Important
NeMo 2.0 is an experimental feature and currently released in the dev container only: nvcr.io/nvidia/nemo:dev. Please refer to NeMo 2.0 overview for information on getting started.
Fine-tuning Stable Diffusion with DRaFT+
In this tutorial, we will go through the step-by-step guide for fine-tuning Stable Diffusion model using DRaFT+ algorithm by NVIDIA. DRaFT+ is an improvement over the DRaFT algorithm by alleviating the mode collapse and improving diversity through regularization. For more technical details on the DRaFT+ algorithm, check out our technical blog.

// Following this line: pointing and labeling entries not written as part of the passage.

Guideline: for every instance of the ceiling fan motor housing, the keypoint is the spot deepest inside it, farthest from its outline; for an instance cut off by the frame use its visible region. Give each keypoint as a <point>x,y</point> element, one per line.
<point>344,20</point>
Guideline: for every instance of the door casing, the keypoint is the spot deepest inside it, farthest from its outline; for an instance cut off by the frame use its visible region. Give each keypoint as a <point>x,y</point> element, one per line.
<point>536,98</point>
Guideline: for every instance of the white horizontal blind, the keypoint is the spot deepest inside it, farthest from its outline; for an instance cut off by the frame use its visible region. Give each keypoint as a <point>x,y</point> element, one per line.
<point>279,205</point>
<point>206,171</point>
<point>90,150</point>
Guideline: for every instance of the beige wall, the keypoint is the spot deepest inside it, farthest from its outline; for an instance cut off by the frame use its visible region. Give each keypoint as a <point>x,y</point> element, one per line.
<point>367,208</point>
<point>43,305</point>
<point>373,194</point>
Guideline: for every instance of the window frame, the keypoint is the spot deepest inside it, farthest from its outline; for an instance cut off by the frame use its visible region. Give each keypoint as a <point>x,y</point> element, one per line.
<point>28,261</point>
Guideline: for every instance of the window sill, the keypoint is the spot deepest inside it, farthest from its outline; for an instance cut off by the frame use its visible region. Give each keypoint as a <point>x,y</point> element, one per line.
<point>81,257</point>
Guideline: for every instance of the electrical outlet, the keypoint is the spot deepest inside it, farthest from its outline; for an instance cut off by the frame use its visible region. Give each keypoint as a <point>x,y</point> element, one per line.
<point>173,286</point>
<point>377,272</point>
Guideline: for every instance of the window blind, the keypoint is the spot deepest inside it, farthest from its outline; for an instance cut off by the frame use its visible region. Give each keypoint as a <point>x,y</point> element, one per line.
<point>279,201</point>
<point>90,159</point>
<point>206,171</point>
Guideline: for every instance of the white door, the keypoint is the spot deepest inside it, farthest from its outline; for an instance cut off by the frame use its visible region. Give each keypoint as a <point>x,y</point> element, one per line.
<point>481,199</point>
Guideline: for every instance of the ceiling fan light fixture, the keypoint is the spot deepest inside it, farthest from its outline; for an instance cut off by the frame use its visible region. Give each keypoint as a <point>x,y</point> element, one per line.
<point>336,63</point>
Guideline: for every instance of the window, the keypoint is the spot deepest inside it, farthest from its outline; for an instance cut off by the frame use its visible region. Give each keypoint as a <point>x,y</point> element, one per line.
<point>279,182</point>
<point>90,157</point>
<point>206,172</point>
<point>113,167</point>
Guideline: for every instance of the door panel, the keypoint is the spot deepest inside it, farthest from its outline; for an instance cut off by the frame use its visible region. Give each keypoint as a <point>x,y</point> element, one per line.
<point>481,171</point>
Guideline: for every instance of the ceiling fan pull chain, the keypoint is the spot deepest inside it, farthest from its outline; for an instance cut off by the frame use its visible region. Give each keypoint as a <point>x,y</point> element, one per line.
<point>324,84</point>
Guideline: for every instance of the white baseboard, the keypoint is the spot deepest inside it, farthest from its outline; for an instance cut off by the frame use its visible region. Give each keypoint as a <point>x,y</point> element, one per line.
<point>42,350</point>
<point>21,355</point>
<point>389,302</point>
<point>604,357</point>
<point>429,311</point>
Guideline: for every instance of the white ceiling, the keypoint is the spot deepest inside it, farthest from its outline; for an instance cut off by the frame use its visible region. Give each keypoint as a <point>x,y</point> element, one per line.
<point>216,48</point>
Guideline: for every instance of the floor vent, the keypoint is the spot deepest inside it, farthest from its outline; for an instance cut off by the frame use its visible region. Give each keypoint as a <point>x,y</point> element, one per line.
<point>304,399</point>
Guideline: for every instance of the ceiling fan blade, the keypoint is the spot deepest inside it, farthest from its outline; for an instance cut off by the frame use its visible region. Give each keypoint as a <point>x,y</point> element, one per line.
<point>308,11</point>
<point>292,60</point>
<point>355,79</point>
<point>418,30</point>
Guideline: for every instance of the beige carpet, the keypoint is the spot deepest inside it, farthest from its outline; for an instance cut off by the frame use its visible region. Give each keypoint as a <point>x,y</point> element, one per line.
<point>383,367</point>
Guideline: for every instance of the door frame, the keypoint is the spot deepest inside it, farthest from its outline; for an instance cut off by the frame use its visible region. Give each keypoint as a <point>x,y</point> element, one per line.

Data Input for running DRaFT+
The data for running DRaFT+ should be a .tar
file consisting of a plain prompt. You can generate a tarfile from a .txt
file containing the prompts separated by new lines, such as following format:
prompt1
prompt2
prompt3
prompt4
...
Use the following script to download and save the prompts from the Pick a pic dataset:
from datasets import load_dataset dataset = load_dataset("yuvalkirstain/pickapic_v1_no_images") captions = dataset['train']['caption'] file_path = # path to save as a .txt file with open(file_path, 'w') as file: for caption in captions: file.write(caption + '\n')
You can then run the following snipet to convert it to a .tar
file:
import webdataset as wds txt_file_path = # Path for the input txt file tar_file_name = # Path for the output tar file with open(txt_file_path, 'r') as f: prompts = f.readlines() prompts = [item.strip() for item in prompts] sink = wds.TarWriter(tar_file_name) for index, line in enumerate(prompts): sink.write({ "__key__": "sample%06d" % index, "txt": line.strip(), }) sink.close()
Reward Model
Currently, we only have support for Pickscore reward model. Since Pickscore is a CLIP-based model, you can use the conversion script from NeMo to convert it from huggingface to NeMo.
DRaFT+ Training
To launch reward model training, you must have checkpoints for UNet and VAE of a trained Stable Diffusion model and a checkpoint for the Reward Model.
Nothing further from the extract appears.